Timely snapshot/reality check from Kurt Cagle -- 14 observations/predictions (numbered 1 - 15, but #10 is missing at the moment).
In short, while XML is not exactly doddering off to the rest home, its angle-bracket knees are no longer as flexible as they used to be. If it were a person you’d expect it to be muttering about those damn JSON punks and how property taxes and inflation are eating up its standard of living. It no longer is as flashy a technology as it used to be (even as Flash has been migrating to an XML format), and more than once I’ve run into twenty-something AJAX hot-shots who declare XML so yesterday (even as they write applications that bind AJAX objects to XML structures). It’s become the establishment, though in many respects I suspect that while its glory days are behind it, XML is becoming more integrated into the fabric of computing.

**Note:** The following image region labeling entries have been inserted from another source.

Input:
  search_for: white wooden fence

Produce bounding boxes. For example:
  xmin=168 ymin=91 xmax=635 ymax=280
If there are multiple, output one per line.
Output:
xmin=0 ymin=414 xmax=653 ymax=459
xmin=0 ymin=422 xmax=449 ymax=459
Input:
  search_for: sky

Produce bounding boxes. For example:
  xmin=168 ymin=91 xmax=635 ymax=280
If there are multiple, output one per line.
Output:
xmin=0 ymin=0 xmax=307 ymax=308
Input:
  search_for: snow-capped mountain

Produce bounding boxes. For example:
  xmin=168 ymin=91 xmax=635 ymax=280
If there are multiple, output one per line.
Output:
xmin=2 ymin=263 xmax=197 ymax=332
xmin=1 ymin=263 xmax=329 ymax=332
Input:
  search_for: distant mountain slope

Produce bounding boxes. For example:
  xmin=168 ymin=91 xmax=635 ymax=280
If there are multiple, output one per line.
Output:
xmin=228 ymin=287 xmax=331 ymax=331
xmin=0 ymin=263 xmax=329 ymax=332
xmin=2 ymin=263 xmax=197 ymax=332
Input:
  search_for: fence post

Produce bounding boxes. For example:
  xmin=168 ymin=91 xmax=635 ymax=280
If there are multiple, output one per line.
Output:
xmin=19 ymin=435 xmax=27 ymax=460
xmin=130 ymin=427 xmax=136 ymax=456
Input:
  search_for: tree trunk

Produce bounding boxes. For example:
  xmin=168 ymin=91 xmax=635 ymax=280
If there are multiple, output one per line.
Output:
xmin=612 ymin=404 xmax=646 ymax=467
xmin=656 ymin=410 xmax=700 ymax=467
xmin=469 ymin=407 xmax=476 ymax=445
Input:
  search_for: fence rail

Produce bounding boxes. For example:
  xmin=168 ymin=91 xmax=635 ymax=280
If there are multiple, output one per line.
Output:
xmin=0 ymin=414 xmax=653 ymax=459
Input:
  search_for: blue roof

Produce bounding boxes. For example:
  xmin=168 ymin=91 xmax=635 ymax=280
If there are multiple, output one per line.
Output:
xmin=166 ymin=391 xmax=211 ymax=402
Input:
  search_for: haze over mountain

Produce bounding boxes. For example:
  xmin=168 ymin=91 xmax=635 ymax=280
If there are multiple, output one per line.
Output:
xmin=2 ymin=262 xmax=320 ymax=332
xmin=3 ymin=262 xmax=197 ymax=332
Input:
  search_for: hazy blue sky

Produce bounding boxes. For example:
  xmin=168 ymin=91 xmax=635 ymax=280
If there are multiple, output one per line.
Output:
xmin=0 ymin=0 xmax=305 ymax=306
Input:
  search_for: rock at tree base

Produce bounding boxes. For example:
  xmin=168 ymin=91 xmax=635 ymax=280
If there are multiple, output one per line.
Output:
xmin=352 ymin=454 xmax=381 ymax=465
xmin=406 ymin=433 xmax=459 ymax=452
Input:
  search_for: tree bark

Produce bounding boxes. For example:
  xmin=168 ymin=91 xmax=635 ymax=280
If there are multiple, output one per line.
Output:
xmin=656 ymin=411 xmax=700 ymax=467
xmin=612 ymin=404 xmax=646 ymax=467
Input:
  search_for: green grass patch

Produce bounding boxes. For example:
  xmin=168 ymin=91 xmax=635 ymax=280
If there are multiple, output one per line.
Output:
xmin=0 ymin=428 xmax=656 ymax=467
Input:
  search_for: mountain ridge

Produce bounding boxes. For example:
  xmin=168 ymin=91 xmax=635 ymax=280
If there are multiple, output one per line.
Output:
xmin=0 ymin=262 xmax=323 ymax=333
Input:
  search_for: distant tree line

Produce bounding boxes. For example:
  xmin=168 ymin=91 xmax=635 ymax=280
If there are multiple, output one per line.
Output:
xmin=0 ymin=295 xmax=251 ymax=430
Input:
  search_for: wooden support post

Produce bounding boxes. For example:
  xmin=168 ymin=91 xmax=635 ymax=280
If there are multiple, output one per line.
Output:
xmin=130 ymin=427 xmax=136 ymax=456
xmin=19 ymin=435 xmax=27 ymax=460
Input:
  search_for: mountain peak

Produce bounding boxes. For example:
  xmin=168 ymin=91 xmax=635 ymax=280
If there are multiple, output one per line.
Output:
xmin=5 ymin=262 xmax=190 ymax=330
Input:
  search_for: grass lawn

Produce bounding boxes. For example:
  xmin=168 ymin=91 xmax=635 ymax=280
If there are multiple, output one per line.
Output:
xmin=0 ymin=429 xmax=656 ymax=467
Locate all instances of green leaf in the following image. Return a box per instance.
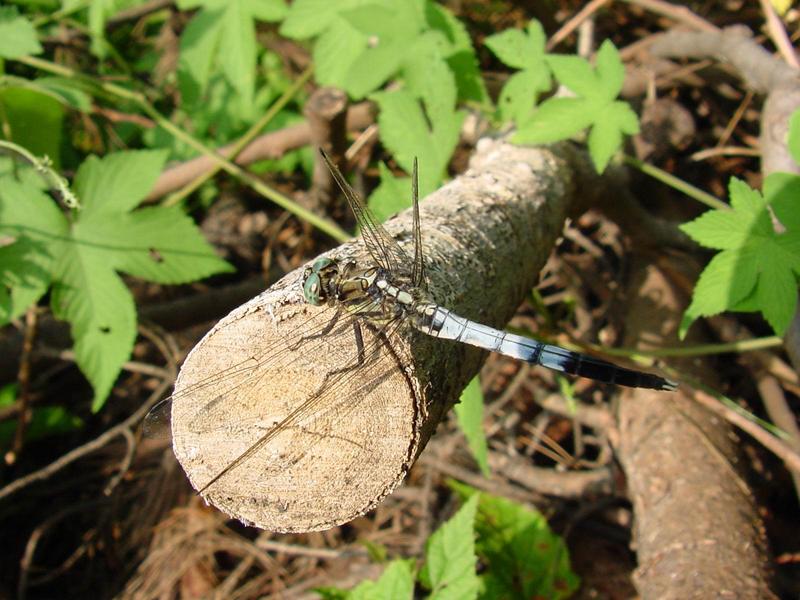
[76,207,230,285]
[89,0,117,58]
[420,494,479,600]
[786,110,800,164]
[485,27,544,69]
[680,205,752,250]
[51,245,136,411]
[451,484,580,599]
[367,163,411,222]
[0,86,64,169]
[371,51,465,198]
[0,383,83,449]
[681,250,758,337]
[512,41,639,172]
[339,2,422,98]
[178,0,286,119]
[424,0,489,104]
[589,102,639,173]
[249,0,289,22]
[512,98,594,144]
[0,151,231,410]
[486,20,550,126]
[73,150,167,218]
[764,173,800,231]
[178,10,222,104]
[498,70,550,123]
[30,77,92,112]
[757,252,797,334]
[455,377,491,477]
[680,174,800,337]
[545,54,601,98]
[0,175,68,323]
[0,6,42,58]
[314,16,367,86]
[280,0,375,40]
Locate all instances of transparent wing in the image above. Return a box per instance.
[142,302,370,439]
[320,148,414,282]
[145,304,412,492]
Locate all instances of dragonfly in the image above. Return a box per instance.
[145,150,677,530]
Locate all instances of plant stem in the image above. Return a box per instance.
[623,155,731,210]
[162,67,312,207]
[16,56,352,242]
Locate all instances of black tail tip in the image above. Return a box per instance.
[657,378,678,392]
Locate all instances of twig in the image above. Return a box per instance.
[6,305,39,465]
[545,0,609,50]
[103,429,136,496]
[625,0,719,31]
[163,67,313,206]
[255,536,367,560]
[757,374,800,498]
[759,0,800,69]
[681,384,800,472]
[17,498,109,600]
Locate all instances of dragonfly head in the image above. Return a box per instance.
[303,258,336,306]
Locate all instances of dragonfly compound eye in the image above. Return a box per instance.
[303,271,322,306]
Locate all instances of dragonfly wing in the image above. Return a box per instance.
[320,149,413,273]
[167,298,417,531]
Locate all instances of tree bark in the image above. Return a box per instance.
[172,140,602,531]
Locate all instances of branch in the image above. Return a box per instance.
[167,140,605,531]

To that end, I wanted to offer up an assessment of where XML itself is going.
A few excerpts, with my $.02 added:
[#3] The Marriage of XQuery and REST. I’ve written about this fairly extensively in this venue, but think it is worth reiterating here. Combine an XQuery based system with a server objects namespace and you have the foundation for a remarkably powerful server environment comparable to ASP.NET, PHP or Ruby, and what’s more, such a system is remarkably neutral in its deployment (you could deploy such solutions from ASP.NET, PHP, JSP or Ruby).
Very intriguing scenario -- a more data/content-centric vision for future app server models, with the expressive power of XQuery (and its strong typing etc.) potentially displacing/reducing the role for web-centric scripting/"dynamic" languages.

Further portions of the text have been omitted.